Was bringt die berufliche Weiterbildung im kommenden Jahr? Wohin entwickelt sich der Markt, welche Trends zeichnen sich bei den Weiterbildungsthemen ab? Training aktuell hat verschiedene Bildungsexperten nach ihren persöhnlichen Prognosen für das Jahr 2006 gefragt.
Dr. Hans Böhm, Geschäftsführer DGFP Deutsche Gesellschaft für Personalführung e.V., Düsseldorf
'In der Weiterbildungsszene wird es eine weitere Marktbereinigung geben: Anbieter, die nicht in der Lage sind, bedarfsgerechte Inhalte in bester Qualität zu liefern, werden es immer schwerer haben, und etliche werden vom Markt verschwinden. Denn: Die Unternehmen sparen weiterhin - auch an der Weiterbildung. Das ist bedauerlich, aber nicht nur schlecht: Es wird viel genauer überlegt und treffsicherer entschieden, welche Weiterbildungsmaßnahmen wirklich gebraucht werden.
Auch wird das Bildungscontrolling (Planung, Entscheidung und Erfolgskontrolle) noch professioneller werden. Der Trend zu unternehmensspezifisch optimierten Inhouse-Seminaren und -workshops wird sich ferner fortsetzen. Aber auch offene Seminare in Top-Qualität bleiben Erfolg versprechend, denn viele Unternehmen erkennen, dass gerade das gemeinsame Lernen und Diskutieren mit Kollegen aus anderen Unternehmen den Lernerfolg unterstützen kann.

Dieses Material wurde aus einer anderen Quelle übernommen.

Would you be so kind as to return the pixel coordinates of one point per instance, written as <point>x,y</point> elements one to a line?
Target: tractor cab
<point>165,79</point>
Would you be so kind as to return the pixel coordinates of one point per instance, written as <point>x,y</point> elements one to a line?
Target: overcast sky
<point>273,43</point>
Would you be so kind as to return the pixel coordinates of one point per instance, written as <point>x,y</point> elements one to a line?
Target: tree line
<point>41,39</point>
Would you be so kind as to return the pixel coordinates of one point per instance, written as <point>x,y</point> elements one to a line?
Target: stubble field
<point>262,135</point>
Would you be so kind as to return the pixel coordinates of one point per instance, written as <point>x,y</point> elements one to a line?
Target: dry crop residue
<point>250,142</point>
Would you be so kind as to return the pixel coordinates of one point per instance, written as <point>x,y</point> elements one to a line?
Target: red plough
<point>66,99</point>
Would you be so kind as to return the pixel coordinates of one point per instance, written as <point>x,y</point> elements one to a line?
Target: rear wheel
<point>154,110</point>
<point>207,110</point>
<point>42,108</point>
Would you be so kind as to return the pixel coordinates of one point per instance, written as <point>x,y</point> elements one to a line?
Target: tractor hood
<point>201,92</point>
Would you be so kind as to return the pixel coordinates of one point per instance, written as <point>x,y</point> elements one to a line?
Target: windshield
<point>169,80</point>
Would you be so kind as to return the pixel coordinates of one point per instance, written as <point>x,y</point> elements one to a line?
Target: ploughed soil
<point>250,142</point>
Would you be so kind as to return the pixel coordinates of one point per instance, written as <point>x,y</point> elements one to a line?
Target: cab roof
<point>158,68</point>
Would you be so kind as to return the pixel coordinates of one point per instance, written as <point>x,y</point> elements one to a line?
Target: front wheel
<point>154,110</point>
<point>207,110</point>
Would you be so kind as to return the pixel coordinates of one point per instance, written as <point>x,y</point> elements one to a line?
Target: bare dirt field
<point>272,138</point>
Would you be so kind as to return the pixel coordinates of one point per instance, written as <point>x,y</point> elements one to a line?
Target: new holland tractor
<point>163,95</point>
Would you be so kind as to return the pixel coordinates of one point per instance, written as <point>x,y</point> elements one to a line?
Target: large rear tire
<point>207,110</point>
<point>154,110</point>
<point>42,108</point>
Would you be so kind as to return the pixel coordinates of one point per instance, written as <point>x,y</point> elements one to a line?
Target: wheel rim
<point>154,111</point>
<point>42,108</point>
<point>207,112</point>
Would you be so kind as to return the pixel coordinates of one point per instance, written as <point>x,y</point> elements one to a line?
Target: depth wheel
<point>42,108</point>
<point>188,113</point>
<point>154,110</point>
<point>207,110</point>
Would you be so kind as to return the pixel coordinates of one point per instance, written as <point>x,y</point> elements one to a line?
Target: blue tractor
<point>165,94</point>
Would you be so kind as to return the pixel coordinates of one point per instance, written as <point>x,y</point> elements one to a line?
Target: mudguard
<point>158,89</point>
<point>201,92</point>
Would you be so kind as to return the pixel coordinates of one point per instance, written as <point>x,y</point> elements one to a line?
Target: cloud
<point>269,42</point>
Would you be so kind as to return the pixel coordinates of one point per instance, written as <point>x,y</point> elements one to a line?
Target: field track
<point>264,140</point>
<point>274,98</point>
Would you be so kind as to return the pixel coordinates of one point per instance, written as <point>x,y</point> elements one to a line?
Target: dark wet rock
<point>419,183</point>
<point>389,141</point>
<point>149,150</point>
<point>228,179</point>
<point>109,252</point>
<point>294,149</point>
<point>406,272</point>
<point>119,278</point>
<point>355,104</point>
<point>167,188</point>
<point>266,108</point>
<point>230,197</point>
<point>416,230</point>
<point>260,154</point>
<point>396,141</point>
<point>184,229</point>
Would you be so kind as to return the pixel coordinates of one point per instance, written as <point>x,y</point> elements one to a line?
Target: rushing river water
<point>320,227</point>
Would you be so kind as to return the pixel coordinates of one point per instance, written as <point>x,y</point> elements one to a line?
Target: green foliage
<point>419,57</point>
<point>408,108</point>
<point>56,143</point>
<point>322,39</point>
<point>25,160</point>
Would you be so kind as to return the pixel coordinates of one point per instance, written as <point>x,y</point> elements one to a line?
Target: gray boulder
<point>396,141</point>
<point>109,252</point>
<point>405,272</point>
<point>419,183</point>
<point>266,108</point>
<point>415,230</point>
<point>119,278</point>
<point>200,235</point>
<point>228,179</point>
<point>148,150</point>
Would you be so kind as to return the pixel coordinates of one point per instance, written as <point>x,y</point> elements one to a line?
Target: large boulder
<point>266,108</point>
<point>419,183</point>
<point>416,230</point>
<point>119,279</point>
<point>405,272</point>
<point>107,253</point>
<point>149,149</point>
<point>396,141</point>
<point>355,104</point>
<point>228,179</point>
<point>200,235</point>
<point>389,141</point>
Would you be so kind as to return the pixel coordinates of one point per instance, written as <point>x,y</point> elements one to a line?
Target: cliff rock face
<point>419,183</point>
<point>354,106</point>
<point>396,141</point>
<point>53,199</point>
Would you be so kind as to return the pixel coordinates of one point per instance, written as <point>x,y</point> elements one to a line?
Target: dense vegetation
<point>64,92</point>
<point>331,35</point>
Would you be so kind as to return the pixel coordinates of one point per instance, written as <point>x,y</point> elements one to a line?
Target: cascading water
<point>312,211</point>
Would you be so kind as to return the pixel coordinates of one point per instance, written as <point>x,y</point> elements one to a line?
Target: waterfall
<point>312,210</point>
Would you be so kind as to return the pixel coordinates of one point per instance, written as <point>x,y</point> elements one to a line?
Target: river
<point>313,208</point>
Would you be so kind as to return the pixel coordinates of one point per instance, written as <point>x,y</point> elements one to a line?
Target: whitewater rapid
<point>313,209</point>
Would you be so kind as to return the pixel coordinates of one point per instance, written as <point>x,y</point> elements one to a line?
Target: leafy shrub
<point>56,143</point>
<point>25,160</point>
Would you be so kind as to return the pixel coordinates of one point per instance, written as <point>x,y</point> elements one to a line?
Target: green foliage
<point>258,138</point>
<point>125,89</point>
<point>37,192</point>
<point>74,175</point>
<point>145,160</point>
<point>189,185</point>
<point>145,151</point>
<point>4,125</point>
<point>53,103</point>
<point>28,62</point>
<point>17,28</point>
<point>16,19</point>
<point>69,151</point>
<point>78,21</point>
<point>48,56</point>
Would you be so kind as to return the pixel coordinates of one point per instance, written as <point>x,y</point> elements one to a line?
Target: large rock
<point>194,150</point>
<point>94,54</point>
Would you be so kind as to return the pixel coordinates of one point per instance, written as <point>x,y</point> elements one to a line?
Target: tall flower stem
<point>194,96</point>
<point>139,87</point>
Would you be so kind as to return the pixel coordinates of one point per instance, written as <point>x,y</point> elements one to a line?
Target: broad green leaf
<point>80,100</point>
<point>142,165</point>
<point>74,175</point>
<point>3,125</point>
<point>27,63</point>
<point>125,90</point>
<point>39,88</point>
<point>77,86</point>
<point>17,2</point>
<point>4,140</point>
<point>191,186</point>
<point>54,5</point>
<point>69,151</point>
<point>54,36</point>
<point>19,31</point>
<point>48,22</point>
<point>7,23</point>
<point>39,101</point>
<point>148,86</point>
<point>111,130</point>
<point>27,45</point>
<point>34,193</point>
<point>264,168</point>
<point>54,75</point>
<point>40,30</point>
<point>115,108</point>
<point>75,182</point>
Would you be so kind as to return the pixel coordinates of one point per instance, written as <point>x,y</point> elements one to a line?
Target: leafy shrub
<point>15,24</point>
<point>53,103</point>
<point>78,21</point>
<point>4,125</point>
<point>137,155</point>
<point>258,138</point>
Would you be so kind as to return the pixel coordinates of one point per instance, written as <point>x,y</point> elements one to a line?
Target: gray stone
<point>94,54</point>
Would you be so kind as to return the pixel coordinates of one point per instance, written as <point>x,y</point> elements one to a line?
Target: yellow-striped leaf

Bezüglich der Weiterbildungsinhalte wird der Schwerpunkt des Bildungsbedarfs auch 2006 eindeutig auf den 'hard fact'-Themen liegen, die direkt im Arbeitsprozess anwendbare Kompetenzen vermitteln wie (Personal-) Controlling und (Arbeits-) Recht. Die 'weichen', meist kulturprägenden, Bildungsinhalte bleiben weiterhin massiv unterschätzt. Wir machen aber erhebliche Fortschritte, ihren wirtschaftlichen Nutzen zu erklären und messbar zu machen. Insgesamt wird die Wichtigkeit von ausgeprägter Sozialkompetenz und klaren Werten einer starken Unternehmenskultur immer besser erkannt, denn hier liegen die wirksamsten Möglichkeiten einer erfolgsträchtigen Differenzierung im Wettbewerb. Nicht zuletzt schärfen die zahlreichen Wirtschaftsskandale das Bewusstsein für ethisch einwandfreies Handeln.'
Renate Richter, Präsidentin DVWO Dachverband der Weiterbildungsorganisationen e.V., Präsidentin ETDF European Training and Development Federation
'Deutschlands Wirtschaft ist Exportweltmeister. Daher müssen Deutschlands Weiterbildner im Jahr 2006 verstärkt internationale Kompetenzen entwickeln und zukunftsfähige Kunden-Konzepte entwerfen. Zudem führt die demographische Entwicklung zu einem erheblichen Fachkräftemangel. Nicht zuletzt der Regierungs-Koalitionsvertrag nennt hierzu Trend-Themen für Trainer: Lernen am Arbeitsplatz, ältere Arbeitnehmer beruflich aktiv und auf einen aktuellen Wissensstand halten, generationenübergreifende Weiterbildungskonzepte anwenden, bildungsferne Zielgruppen einbinden, Lernberatung anbieten.'
Sünne Eichler, Mitglied der Geschäftsleitung bei der Management Circle AG, Eschborn/Ts.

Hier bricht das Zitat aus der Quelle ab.